2:20 p.m., April 8, 2013

Opinion:

Payment for play?


Should student athletes be paid? This is the hot button issue in the world of collegiate sports, specifically the National College Athletic Association. College football and basketball programs rake in millions of dollars; coaches are paid extravagant amounts of money, yet players are left shouldering the weight. Sure, college athletes receive scholarships, many times a full-ride, but is it enough? Sports, in general, are big business, and college should be no exception.

College football and basketball are the two biggest culprits in the debate about whether players should be paid. This can partly be attributed to the leagues into which they feed. The National Basketball Association and the National Football League both have strict age rules on when players can join the professional leagues. Basketball prospects must have a year between high school and when they can join the NBA, and generally this hole is filled with a stint in a college basketball program. Following a year of playing in the NCAA, the player is eligible for the draft and can then pursue a career in the NBA.

The NFL has a three-year wait; players must be 21 to enter the NFL draft. Where else would a potential football player receive the exposure and the coaching than in college? Nowhere. These athletes are often given full-ride scholarships to prestigious schools. However, academic standards are often thrown out the window, and players take easy classes to maintain their eligibility, as they have aspirations of playing in the big leagues.

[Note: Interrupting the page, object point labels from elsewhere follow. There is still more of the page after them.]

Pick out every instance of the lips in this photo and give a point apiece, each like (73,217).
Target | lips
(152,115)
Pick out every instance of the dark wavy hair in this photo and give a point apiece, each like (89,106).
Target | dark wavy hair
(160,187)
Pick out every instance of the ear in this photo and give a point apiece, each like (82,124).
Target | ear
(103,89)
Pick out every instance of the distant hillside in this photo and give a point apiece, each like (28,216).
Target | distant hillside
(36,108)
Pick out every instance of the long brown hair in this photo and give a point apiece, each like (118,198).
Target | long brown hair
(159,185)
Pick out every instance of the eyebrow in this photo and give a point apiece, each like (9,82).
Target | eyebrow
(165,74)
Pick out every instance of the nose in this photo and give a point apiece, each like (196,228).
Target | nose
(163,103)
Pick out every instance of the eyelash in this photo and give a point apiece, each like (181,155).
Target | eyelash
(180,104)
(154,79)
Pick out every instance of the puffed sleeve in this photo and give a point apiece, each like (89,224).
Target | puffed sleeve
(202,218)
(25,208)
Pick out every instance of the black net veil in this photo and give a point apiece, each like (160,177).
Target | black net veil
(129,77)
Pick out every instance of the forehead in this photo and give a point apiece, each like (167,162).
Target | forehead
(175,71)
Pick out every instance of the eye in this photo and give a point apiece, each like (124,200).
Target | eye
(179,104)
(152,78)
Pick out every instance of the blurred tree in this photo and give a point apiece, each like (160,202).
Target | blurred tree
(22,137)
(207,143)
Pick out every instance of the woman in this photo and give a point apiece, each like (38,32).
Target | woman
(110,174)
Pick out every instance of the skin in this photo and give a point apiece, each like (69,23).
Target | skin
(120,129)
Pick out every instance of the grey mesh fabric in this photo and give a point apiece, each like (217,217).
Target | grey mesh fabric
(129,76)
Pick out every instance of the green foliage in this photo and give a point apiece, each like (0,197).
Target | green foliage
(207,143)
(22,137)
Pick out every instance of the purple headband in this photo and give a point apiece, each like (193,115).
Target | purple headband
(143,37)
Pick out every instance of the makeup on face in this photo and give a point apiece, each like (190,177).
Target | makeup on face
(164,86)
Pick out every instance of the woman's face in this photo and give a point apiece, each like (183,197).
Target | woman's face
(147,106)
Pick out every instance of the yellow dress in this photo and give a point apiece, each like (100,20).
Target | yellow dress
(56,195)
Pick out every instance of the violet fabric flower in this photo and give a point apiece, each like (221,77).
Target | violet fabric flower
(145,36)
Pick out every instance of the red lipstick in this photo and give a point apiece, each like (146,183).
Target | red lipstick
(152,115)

Scholarships enough compensation for college athletes

There are strong opinions that college athletes are compensated enough with scholarships. The thought is the school will pay the player with education. But for many of these athletes, athletics is their job, and school is just the place where they play, rather than playing a sport to further their academic career. This brings up the thought of, should there be alternative routes to the professional leagues?

The National Hockey League has multiple paths to the professionals. Players have the options of playing juniors, or trying to go professional, or what many players do, both. Juniors is the tier of hockey above high school, but below semi-pro and college. The top tiers of this are the United States Hockey League in the U.S. and the Canadian Hockey League in Canada. This does not even include the countless feeder leagues and professional leagues in Europe as well.

Perhaps the answer to whether players are paid in college is more a question of whether there should be other options. That way, if a player would rather receive a paycheck, he could play in an alternative league, or if he wanted to earn a degree in addition to playing collegiate sports, he could do that under the current scholarship format.